In his pandering to Washington’s whims and caprices, Annan has been ready to abandon every principle of the UN and to make a mockery of international law. His stand on the current US/British bombing of Afghanistan is a case in point. He recently interpreted the UN Charter to justify the US-led strikes on Afghanistan, saying that the attacks are an act of self-defence permitted under Article 51 of the Charter. But Article 51 permits states to defend themselves against ongoing or imminent attack as a temporary measure until the Security Council can restore international peace and stability. It says nothing about retaliation and offers no license to attack a country that harbours or might be harbouring a nation’s enemies.
Annan’s sanction of an American-led military action against Afghanistan also contravenes the express words of numerous articles of the UN Charter. One of these is Article 2.3, which states that: “All Members shall settle their international disputes by peaceful means in such a manner that international peace and security are not endangered.” Another is Article 2.4, which states that: “All Members shall refrain in their international relations from the threat or use of force against the territorial integrity or political independence of any state.” Article 39 states that: “The Security Council shall determine the existence of any threat to the peace, breach of the peace, or act of aggression and shall make recommendations, or decide what measures shall be taken to restore international peace and security.”

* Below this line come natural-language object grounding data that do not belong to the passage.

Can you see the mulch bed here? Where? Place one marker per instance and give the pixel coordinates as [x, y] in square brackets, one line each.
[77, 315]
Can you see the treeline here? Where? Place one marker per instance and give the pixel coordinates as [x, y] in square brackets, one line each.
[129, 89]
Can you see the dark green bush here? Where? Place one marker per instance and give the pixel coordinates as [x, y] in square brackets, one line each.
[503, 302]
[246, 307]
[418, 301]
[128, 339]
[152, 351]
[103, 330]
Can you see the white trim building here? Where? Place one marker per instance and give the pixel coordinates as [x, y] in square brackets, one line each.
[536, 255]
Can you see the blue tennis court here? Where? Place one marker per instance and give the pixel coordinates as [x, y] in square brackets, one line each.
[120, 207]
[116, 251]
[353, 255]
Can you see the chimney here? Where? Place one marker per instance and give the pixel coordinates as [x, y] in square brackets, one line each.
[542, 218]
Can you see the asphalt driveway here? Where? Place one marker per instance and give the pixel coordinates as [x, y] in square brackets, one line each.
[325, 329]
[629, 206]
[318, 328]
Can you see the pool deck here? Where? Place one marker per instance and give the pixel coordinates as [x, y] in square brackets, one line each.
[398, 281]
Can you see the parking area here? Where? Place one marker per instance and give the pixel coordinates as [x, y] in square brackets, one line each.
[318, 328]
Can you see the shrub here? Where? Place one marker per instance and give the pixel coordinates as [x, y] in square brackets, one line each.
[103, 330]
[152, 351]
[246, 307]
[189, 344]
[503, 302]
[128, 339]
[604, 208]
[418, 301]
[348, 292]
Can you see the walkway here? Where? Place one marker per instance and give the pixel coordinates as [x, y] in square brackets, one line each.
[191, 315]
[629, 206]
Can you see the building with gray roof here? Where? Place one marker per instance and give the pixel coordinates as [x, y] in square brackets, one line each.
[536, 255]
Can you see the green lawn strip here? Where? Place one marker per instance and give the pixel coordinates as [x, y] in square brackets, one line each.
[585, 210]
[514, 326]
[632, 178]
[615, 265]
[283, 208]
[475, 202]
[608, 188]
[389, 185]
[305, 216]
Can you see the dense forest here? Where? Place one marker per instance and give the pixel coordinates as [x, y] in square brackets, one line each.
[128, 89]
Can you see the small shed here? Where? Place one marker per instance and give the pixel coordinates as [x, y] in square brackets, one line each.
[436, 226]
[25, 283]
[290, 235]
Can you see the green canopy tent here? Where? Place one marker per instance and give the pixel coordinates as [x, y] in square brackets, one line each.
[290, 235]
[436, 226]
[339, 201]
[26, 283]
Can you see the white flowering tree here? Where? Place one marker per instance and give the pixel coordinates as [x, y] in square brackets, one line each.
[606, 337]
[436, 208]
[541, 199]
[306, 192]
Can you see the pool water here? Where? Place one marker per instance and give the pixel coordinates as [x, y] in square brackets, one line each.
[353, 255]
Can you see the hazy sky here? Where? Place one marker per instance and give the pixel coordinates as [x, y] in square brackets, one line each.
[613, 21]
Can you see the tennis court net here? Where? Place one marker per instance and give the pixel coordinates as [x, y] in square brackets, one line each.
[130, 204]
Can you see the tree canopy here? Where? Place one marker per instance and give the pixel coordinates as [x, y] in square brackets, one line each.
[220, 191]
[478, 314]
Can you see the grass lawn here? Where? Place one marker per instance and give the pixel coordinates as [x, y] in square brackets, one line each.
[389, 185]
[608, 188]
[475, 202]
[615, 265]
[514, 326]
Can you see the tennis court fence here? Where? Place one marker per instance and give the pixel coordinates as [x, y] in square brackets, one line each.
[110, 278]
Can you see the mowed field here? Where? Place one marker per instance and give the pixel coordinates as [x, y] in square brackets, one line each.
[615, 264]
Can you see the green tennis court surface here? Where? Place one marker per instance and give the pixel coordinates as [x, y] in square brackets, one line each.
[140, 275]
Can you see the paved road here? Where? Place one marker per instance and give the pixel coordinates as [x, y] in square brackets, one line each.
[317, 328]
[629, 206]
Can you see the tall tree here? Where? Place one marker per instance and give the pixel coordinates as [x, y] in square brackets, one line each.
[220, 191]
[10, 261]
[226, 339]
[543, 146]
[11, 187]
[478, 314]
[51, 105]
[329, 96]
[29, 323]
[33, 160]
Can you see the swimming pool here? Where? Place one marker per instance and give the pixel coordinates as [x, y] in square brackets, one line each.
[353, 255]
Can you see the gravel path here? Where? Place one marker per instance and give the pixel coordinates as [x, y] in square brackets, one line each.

In the light of this, it seems perverse that Annan and the UN, which for a decade have displayed unbridled eagerness to facilitate the US’s war-mongering, are being honoured for their contribution to peace. But for those who already know how the process of awarding the Nobel peace prize and other similar awards really works, it is no surprise. It is simply part of the normal quid pro quo of an international western-dominated system of patronage. Our comfort must be that who wins or doesn’t win such awards can make no practical difference whatsoever to any cause that we espouse.